Dann gab es noch eine weitere Besonderheit am ersten Sonntag im März: Die Enkeltochter von Ernst Eimer, Ursula Schneider aus Frankfurt und deren Enkelin, also die Ururenkelin des Künstlers, Sarah, waren ebenfalls zu Gast. Sie hatten dem Museum, welches an ihren Großvater erinnert, ein tolles Fotobuch überreicht. Es handelt sich um eine Sammlung wunderschöner farbiger Bilder, die zum Teil unbekannt sind und heutigen Cartoons teilweise ähneln.
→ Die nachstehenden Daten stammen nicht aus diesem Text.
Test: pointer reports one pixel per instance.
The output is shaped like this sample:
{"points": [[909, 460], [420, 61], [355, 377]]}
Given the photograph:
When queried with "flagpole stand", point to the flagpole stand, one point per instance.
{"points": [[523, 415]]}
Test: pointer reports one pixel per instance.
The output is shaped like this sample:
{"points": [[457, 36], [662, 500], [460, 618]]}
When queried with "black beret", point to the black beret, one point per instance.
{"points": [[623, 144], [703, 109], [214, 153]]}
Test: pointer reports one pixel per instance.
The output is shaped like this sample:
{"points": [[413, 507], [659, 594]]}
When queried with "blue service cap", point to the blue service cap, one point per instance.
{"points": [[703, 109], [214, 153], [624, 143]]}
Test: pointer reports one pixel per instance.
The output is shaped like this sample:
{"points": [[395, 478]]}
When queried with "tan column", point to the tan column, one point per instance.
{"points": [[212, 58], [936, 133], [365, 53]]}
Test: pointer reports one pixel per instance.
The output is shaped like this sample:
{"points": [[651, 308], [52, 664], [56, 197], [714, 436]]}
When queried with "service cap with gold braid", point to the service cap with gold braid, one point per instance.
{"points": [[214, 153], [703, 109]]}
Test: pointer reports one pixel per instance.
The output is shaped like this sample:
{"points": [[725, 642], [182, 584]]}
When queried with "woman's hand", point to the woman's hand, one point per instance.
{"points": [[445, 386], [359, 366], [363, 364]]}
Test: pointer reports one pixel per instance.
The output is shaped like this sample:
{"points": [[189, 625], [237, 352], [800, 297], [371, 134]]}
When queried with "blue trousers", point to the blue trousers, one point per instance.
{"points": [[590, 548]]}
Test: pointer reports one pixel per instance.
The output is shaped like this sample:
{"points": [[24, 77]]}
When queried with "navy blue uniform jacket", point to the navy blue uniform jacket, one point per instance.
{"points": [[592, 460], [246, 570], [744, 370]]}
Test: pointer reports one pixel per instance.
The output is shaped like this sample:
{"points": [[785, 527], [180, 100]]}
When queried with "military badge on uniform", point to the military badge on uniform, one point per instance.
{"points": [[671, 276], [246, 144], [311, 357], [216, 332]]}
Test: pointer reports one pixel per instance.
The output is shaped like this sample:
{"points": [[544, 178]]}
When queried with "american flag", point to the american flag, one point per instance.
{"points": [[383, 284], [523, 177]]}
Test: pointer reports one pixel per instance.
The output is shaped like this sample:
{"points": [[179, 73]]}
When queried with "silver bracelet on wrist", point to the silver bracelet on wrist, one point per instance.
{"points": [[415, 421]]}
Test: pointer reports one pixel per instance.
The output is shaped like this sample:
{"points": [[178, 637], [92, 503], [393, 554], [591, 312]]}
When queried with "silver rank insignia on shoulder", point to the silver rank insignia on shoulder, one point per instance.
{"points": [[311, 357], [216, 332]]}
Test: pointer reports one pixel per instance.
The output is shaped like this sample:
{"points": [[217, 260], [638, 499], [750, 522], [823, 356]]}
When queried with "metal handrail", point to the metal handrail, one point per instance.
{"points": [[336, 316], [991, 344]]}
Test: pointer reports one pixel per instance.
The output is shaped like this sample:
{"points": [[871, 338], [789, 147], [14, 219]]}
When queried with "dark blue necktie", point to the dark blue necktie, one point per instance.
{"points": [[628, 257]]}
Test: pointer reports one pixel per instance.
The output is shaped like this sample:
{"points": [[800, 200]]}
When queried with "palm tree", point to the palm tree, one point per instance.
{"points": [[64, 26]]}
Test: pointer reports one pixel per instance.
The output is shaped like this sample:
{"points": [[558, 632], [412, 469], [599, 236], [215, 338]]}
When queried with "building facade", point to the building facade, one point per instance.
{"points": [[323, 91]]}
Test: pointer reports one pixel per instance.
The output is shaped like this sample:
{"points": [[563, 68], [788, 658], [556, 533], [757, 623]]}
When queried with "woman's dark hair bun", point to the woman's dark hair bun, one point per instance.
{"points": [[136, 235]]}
Die entsprechenden Schriften sind die Fahnen aus der Druckerei. Der Künstler hatte sie aufbewahrt, denn es waren seine Korrekturfahnen.

Ernst Eimer hat auch Schokoladenwerbung verziert mit seiner Kunst. In der Ausstellung ist jetzt außerdem eine Pralinenschachtel zu bewundern, die Frau Schneider aus dem Fundus ihres Großvaters mitgebracht hat. Sie stammt ursprünglich aus einem Café in Leipzig. Passend zu Ostern zeigte die Pralinenschachtel eine wunderschöne Osterbemalung mit einem Osterhasen. Sicherlich waren darin einmal schöne Pralinen verpackt.


Buchübergabe
v.l.n.r. Christel Wagner, Sarah Schneider, Ursula Schneider und Joachim Horst
 

Die Veranstalter hatten wieder für reichlich selbstgebackenen Kuchen gesorgt. So saßen die Besucher auch noch in gemütlicher Runde beisammen und man fand immer ein gemeinsames Interesse: Ernst Eimer und seine wundervolle Kunst.

Auch für den April haben die Veranstalter wieder etwas ganz Besonderes in Petto. Lassen Sie sich überraschen.